SSD

last modified : 13-06-2019

General Information

Title: SSD: Single Shot MultiBox Detector
Authors: Wei Liu, Dragomir Anguelov, Dumitru Erhan, Christian Szegedy, Scott Reed
Link: article
Date of first submission: 8 Dec 2015
Implementations:
- Keras
- Caffe

Brief

The SSD is a one-shot detector in the same style as the YOLO. The main advantage of this network is to be fast with a pretty good accuracy. When it was published its scoring was among the best in the PASCAL VOC challenge regarding both the mAP (72.1% mAP) and the number of fps (58) (using a Nvidia Titan X), beating its main concurrent at the time, the YOLO (which has since be improved).

How Does It Work

Even if it is a one shot detector, the network can be divided into two parts, a feature extractor, the VGG16, and regressors/classifiers using convolutional layers at different scales.
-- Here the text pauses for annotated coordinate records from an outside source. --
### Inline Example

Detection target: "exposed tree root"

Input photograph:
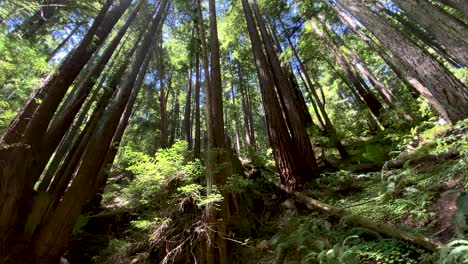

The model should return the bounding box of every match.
[278,185,443,251]
[342,151,460,173]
The novel idea is to downsize the feature map output by the VGG16 using convolution and pooling layers to get the different scales.

Network

Then, the network uses grids of various scale to predict the different boxes present in the image. The SSD outputs pre-defined sets boxes for different grids and tells for each box if there is (or isn't) an object in each box.
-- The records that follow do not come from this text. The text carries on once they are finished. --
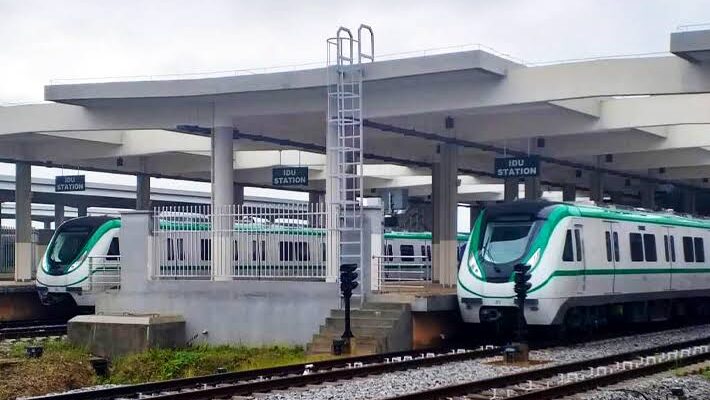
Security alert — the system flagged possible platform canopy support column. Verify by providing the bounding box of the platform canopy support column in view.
[431,143,458,286]
[15,162,32,281]
[683,189,697,214]
[525,176,542,200]
[562,183,577,202]
[136,174,150,210]
[639,182,656,210]
[54,196,65,229]
[503,178,520,202]
[232,182,244,206]
[211,123,234,280]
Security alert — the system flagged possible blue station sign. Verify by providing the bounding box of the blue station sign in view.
[495,156,540,178]
[54,175,86,192]
[271,167,308,186]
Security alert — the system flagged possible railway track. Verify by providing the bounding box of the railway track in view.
[387,337,710,400]
[30,346,500,400]
[0,321,67,340]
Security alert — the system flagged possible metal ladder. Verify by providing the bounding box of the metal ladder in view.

The following image, taken from the original paper, shows two grid and the matching between objects and pre-set boxes:

grid

There are two grids shown, for each of those grids there is a number of pre-set boxes that can match the ground truth boxes (only a few are on the diagrams). The network tells for each box if it matches or not an object in the image (here two matches for the cat and one for the dog). The bigger the grid, the smaller the object detected is, this is how the SSD allows for multiple detections in one shot. It is also to be noted that the boxes coordinates are regressed to add in precision.

Results

PASCAL VOC 2007:

Method	data	mAP
SSD300	07	68.0
SSD300	07+12	74.3
SSD300	07+12+COCO	79.6
SSD512	07	71.6
SSD512	07+12	76.8
SSD512	07+12+COCO	81.6

PASCAL VOC 2012:

Method	data	mAP
SSD300	07++12	72.4
SSD300	07++12+COCO	77.5
SSD512	07++12	74.9
SSD512	07++12+COCO	80.0

In Depth

Architecture

The SSD can be divided into two main parts, the feature extractor and the regressors/classifiers. For the first part, the VGG-16 is used, then convolutional layers are added to create the grids used for the classifications/predictions. The image below shows the architecture of the network :

SSD network

As can be seen the network outputs 8732 boxes, we can separate the boxes in 6 groups, one per scale for the boxes inferred. Each group is supposed to detect different size objects, the closer we are from the VGG-16 the smaller the object.

For each group of boxes, the numbers are as follows:

from conv4_3, 5776 boxes for a detection size around 0.1 of the original image size
from conv7, 2166 boxes for a detection size around 0.2 of the original image size
from conv8_2, 600 boxes for a detection size around 0.38 of the original image size
from conv9_2, 150 boxes for a detection size around 0.56 of the original image size
from conv10_2, 36 boxes for a detection size around 0.74 of the original image size
from conv11_2, 4 boxes for a detection size around 0.92 of the original image size

To explain a bit the numbers in the diagram and how using convolution one can go from filter map to boxes, let's take an example: the boxes obtained from the layer conv_9_2.

The grid is 5x5, for a total of 25 cells. For each cell 6 boxes will be predicted using a 3x3 convolution, so we have 3x3x(64) (4 for the coordinates of the box). In addition to that, for each box, we need to tell the class associated, thus we have 3x3x(6 *(Classes+4)).

Loss

The loss function used for the network is the following one:

$L(x,c,l,g) = \frac{1}{N} (L_{conf}(x,c) + \alpha L_{loc}(x,l,g))$

With x being an indicator for matching default and ground truth box, c the confidences, l the predicted boxes, g the ground truth boxes. For more detail on the function, please refer to the original article.

The important part is the modification of the loss function to fit the huge number of boxes. All the boxes are either matched to an object or to the background. Because of this matching strategy, there is a lot more of unmatched box than matched box. This creates an imbalance for the training which could get the network to predict all the boxes as background. That is why the loss function uses a maximum ratio between the matched and unmatched boxes. Basically, the Lconf and Lloc are not over all the boxes but a few of them.

To be Noted

An important unspecified point, in the paper the bounding boxes are regressed, but in the implementation they are also divided by some term that is here to account as some kind of variance. One could see this as some normalization to take into account the differences a person who would tag the data would make if he/she was to be tagging two times the same image.